Toute la culture contemporaine est conditionnée par les média qui enregistrent du réel et pas seulement du symbolique. C’est fondamental parce que le sens ne passe plus uniquement par le véhicule de la parole ou de l’écriture mais se branche directement sur notre physiologie.
Il y a un autre auteur intéressant : Jonathan Crary, qui a écrit La Technique de l’Observateur. Il montre, cette fois du point de vue des media visuels, ce que présupposent la photographie et le cinéma philosophiquement. Comment la naissance de la photographie a été possible, d’abord dans la pensée humaine. Il dit que cela suppose une théorie de la vision et de la lumière particulière. On ne pouvait pas inventer la photographie tant qu’on était dans une conception de la vision qui relevait d’Aristote. Il a fallu d’abord la révolution de l’optique arabe d’Al-Hazem au Moyen-âge puis la révolution de l’optique en Europe au XVIIe siècle pour que l’idée même de qu’il y a une image qui se forme dans la rétine par un mécanisme optique particulier rende possible l’idée de reproduire l’image de l’optique par un dispositif technique, la camera obscura, la chambre obscure. C’est le mécanisme même de la projection qui est à la base de la camera, du projecteur, du cinéma.

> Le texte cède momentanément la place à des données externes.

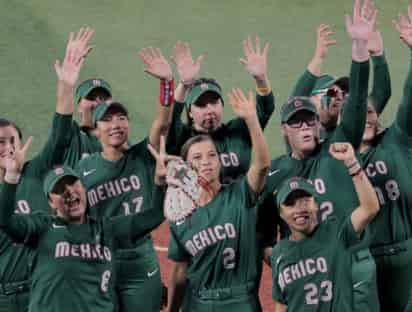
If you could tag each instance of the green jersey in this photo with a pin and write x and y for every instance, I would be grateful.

Mais ce n’est pas tout. Il va falloir qu’après l’optique mécaniste des XVIIe et XVIIIe siècles, il y ait la révolution physiologique du XIXe siècle. Ça commence avec la théorie de la couleur de Goethe, mais en réalité le vrai tournant fondamental dans la pensée c’est Schopenhauer, et une théorie physiologique de la perception visuelle. Après Schopenhauer, il a fallu toute l’école physiologique allemande. Il faut donc qu’on comprenne scientifiquement les organes de la perception pour que des machines soient construites sur les modèles de ces organes pour à leur tour appareiller ceux-ci et les rendre à leur tour technique. Moyennant quoi aujourd’hui dans nos sociétés modernes, l’être humain, son corps, ne perçoit plus uniquement dans les conditions d’une écologie naturelle de la perception. Il perçoit à travers des machines, des machines de visualisation. Cela commence par la lunette, puis tous les autres appareils optiques. A travers ces machines optiques jusqu’à ensuite la télévision, le cinéma, même dans les média optiques techniques, on ne peut plus imaginer un monde sans eux aujourd’hui. On n’imagine pas un monde sans le cinéma, la photo. On est dans des environnements qui aussi bien du point de point auditif, que visuel, que global, sont médiatisés par des machines, par des média techniques. C’est valable pour la perception : ce qu’on voit, ce n’est plus simplement l’environnement naturel autour de soi (lui-même d’ailleurs technicisé), mais la télévision, des films, des pubs, des images… On est entièrement pris dans des réseaux de media techniques, et qui supposent la révolution physiologique du XIXe siècle avec le branchement d’appareils sur des organes.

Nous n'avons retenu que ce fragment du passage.